藤太もまた、阿高が必要としてくれることで、そういう恐怖心から縁遠くいられた。
それが、ふとしたきっかけで離れていってしまった。
誰かを失うという体験したことのない恐怖に、藤太はきっと耐えられなかった。
藤太も阿高とは別の理由で、阿高を自分と同じに思っていたはずなんです。
無条件に一生一緒にいられると信じて疑わなかった。
そういう阿高が離れていってしまったことで、このとき藤太も阿高が自分とは別の人間であり、失う可能性があるのだと自覚してしまったことでしょう。
二人は陸奥の地で再会します。
その時の藤太が阿高に言った台詞を見てみます。
「阿高。それがおまえのためになのかどうか、正直にいえばわからないよ」(新書p.193)
この言葉はきっと武蔵にいたころの藤太には言えなかった、思いもしなかった言葉だと思います。
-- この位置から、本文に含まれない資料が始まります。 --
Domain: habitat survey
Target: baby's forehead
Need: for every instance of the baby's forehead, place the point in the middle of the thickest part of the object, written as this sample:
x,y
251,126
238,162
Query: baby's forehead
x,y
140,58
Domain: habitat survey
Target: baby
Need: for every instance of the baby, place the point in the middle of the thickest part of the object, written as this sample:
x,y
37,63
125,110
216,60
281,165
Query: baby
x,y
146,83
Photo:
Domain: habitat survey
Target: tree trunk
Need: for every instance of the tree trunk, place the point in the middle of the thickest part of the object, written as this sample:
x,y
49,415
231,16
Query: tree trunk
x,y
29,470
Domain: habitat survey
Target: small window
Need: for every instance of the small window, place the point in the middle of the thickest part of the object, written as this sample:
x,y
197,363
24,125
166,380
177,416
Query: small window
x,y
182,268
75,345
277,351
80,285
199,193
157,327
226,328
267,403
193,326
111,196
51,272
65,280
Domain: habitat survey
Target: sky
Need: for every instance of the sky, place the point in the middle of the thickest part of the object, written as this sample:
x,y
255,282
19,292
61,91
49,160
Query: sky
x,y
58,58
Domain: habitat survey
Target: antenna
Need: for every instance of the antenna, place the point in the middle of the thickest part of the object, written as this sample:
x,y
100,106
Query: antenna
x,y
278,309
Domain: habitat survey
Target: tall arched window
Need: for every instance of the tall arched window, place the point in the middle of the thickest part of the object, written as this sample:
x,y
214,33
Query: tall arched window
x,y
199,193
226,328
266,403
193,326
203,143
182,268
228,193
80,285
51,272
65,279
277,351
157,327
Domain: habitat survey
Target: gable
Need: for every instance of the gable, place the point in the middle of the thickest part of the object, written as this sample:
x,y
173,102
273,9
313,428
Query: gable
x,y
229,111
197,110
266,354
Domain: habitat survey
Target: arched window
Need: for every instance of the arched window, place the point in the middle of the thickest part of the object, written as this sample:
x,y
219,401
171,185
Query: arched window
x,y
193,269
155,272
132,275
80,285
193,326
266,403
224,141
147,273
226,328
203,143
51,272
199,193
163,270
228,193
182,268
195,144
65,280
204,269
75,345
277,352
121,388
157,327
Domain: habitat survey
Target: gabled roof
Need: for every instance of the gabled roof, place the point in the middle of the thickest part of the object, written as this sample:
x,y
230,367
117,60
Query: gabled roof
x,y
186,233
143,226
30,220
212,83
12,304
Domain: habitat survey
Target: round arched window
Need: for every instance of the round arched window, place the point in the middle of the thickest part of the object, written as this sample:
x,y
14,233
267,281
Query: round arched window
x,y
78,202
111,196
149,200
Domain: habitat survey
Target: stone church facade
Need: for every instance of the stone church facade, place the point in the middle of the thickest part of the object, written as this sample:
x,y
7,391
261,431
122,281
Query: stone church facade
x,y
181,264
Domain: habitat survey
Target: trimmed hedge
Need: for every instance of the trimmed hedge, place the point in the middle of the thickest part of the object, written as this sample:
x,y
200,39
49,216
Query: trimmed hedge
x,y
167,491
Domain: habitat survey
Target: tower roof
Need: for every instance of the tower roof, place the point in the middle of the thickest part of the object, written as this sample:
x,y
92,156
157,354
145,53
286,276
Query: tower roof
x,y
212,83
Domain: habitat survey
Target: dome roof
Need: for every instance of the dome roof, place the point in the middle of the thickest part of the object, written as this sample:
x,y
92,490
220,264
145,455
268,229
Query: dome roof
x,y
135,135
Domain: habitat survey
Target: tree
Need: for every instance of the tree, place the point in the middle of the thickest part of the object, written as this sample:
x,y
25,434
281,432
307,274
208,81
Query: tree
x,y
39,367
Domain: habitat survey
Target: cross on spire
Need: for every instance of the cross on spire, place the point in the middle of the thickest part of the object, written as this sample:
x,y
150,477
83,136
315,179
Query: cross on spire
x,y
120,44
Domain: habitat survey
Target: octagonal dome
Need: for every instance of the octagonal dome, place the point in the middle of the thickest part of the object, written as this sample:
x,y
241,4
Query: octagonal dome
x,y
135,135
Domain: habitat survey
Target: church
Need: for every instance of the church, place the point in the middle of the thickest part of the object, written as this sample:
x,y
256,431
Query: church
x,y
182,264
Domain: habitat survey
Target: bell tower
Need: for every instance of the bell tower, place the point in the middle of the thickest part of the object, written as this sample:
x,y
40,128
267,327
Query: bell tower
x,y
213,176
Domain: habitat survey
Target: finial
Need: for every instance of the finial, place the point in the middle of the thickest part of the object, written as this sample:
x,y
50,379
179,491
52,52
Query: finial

自分と阿高が別の人間だと初めて自覚して、それに戸惑いながら一生懸命に語りかけているのでしょう。
「だけどおれは、追ってこないではいられなかった。おまえにいてほしいんだ。おれたち武蔵の仲間の中に、竹芝のおれたちの家にいてほしい。たとえおまえがおれのことを見限っても、ほかのどんなものになっても、おれは願うのをやめないだろう。今までおれが気づかなかったのは、おれたちはけっして双子じゃないということだ。生まれついてひとつのように、当然の顔をしてそばにいてはならなかったんだ。だから今からたのむよ。おまえの思いをおれに分けてくれ」(新書p.193)
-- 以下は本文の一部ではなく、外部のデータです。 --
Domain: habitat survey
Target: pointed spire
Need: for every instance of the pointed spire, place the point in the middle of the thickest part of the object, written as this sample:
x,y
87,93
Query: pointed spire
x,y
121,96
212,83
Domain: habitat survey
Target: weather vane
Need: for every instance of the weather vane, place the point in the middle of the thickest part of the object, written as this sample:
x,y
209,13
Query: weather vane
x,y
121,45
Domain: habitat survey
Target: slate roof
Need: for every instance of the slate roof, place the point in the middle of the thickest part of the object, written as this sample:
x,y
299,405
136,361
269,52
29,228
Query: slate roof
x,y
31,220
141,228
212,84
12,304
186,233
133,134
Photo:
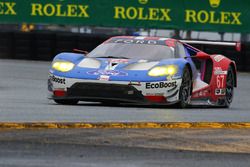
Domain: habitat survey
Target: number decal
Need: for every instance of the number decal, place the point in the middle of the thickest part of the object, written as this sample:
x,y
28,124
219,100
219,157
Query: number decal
x,y
220,81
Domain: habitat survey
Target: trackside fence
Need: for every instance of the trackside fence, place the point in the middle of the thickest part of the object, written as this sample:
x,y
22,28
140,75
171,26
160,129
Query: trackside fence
x,y
45,45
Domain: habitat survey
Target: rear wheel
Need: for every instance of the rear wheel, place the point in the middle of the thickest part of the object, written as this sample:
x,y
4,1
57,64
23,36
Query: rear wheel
x,y
185,89
66,102
229,88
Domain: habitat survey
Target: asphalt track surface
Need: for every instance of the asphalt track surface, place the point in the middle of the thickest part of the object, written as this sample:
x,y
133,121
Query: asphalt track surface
x,y
125,148
23,92
23,98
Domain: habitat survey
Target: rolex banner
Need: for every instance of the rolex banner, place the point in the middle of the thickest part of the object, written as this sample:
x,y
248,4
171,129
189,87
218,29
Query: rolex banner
x,y
204,15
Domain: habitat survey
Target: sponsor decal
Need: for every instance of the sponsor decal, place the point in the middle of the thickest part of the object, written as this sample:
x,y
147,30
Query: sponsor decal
x,y
135,83
57,79
154,94
138,41
202,93
108,72
118,60
214,3
104,78
220,81
218,71
218,58
160,85
220,91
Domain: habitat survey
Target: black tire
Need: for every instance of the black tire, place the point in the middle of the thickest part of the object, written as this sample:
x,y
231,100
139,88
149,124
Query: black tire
x,y
185,89
229,88
66,102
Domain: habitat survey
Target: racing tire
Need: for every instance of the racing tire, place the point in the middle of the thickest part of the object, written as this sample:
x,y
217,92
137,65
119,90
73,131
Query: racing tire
x,y
66,102
185,89
229,88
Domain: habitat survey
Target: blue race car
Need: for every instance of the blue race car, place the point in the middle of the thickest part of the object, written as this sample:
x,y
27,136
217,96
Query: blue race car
x,y
147,70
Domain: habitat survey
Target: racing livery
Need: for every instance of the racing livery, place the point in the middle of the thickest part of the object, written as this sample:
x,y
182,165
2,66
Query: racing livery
x,y
147,70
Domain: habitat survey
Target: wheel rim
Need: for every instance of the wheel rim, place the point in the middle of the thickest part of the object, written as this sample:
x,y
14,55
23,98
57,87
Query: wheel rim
x,y
229,87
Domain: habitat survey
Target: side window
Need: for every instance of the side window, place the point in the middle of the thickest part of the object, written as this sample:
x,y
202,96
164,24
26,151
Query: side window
x,y
181,52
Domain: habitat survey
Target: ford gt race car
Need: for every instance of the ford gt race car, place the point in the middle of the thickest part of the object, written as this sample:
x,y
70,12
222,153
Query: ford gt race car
x,y
147,70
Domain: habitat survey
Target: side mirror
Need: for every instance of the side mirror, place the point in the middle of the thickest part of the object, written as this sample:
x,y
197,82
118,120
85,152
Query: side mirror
x,y
80,51
202,55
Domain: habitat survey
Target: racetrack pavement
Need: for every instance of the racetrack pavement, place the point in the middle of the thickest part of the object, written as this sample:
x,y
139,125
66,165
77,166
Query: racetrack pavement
x,y
23,98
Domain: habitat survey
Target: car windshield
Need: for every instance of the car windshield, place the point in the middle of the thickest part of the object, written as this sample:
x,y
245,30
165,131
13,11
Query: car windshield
x,y
132,51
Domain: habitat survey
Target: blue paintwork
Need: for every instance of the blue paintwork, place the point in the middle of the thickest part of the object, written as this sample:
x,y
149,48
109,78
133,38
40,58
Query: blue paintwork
x,y
119,74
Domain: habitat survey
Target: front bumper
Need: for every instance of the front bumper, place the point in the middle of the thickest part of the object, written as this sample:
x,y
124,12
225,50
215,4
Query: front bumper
x,y
121,91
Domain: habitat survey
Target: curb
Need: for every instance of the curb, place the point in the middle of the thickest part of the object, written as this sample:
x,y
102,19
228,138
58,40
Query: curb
x,y
132,125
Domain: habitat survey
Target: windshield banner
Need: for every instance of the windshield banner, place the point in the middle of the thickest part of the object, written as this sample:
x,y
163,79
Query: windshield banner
x,y
205,15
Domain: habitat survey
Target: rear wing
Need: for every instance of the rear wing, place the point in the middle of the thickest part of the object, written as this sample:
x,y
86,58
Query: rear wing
x,y
237,45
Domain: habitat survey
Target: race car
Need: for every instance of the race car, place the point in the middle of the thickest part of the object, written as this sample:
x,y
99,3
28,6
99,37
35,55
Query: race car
x,y
143,70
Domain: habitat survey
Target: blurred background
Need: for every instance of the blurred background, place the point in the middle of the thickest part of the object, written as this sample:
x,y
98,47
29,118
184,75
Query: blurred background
x,y
40,29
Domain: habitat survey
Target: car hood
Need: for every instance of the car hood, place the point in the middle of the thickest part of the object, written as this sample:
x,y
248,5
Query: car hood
x,y
119,69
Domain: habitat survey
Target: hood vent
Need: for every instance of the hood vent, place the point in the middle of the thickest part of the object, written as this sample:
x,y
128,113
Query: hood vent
x,y
141,66
89,63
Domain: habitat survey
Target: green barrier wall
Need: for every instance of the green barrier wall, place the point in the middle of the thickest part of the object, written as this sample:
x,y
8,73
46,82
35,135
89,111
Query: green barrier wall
x,y
205,15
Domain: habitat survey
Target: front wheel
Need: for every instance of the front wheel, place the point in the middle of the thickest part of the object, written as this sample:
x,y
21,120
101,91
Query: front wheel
x,y
66,102
185,89
229,88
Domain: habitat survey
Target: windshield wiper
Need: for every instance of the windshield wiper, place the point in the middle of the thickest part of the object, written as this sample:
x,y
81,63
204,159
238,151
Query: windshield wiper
x,y
114,57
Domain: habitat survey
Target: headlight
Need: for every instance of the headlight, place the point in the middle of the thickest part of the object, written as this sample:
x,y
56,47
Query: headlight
x,y
63,66
163,71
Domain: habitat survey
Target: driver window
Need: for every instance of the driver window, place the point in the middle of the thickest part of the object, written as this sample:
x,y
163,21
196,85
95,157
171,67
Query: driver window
x,y
181,50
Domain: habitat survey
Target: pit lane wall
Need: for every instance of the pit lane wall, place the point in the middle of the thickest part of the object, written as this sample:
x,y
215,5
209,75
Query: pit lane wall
x,y
45,45
201,15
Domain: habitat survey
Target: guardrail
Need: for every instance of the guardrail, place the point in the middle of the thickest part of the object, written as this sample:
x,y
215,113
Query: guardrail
x,y
45,45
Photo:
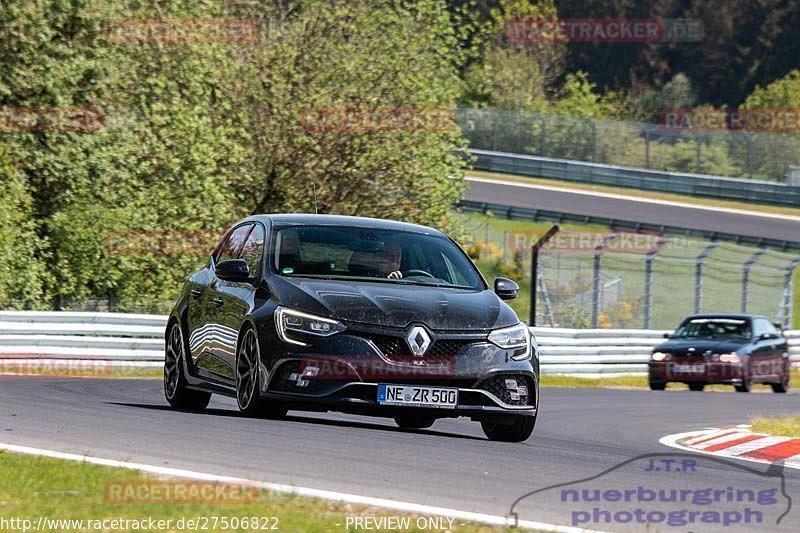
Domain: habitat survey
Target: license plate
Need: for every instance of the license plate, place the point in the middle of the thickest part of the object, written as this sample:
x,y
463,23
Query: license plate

藤太はお互いにお互いが「双子」ではなく、ただの他人であり、ともに居られることの奇跡に感謝することと、これからもともに居るためには努力が必要だということを学びました。
阿高としては、お互いが別の人間であっても、仲間として求められることはどんなに嬉しかったことでしょうか。
違っていても、それでも一緒にいたいと望んでも許されることを、藤太は命を賭けて阿高に伝えてくれたと思います。(よかったね阿高!)
これは苑上のように阿高と本質的なところで同じ部分を持っている人間では意味がなかったことです。
藤太だったからこそ、阿高と本質的に違う人間が、「違っていてもいいんだよ」と言ってくれることが大きな意味を持っているわけです。
ここで、阿高は自分が一人の人間であるという自覚を持つとともに、自分のために命を賭けてくれた藤太の勇気に応えたいと思ったのではないでしょうか。
雷の力という巨大なものへ立ち向かう強い意志と勇気は、きっとこのときの藤太のお陰で持つことが出来たと思います。
前編で書いていた
・藤太と苑上の何が阿高に己を取りもどさせたのか⇒阿高が孤独に打ち勝つための武器になったもの
・己を取りもどした阿高が得たもの。

は、それぞれ
・藤太の信頼と勇気
・一人の人間としての自覚と困難に立ち向かう勇気

ということになると思います。

これが、阿高にとって『「藤太」でなければならなかったこと』のとりあえずの結論とさせてください。
この後苑上の方も書きます。
後編なのに「その一」とか書いててホントスミマセン・・・。
行き当たりばったりなのがバレバレですね。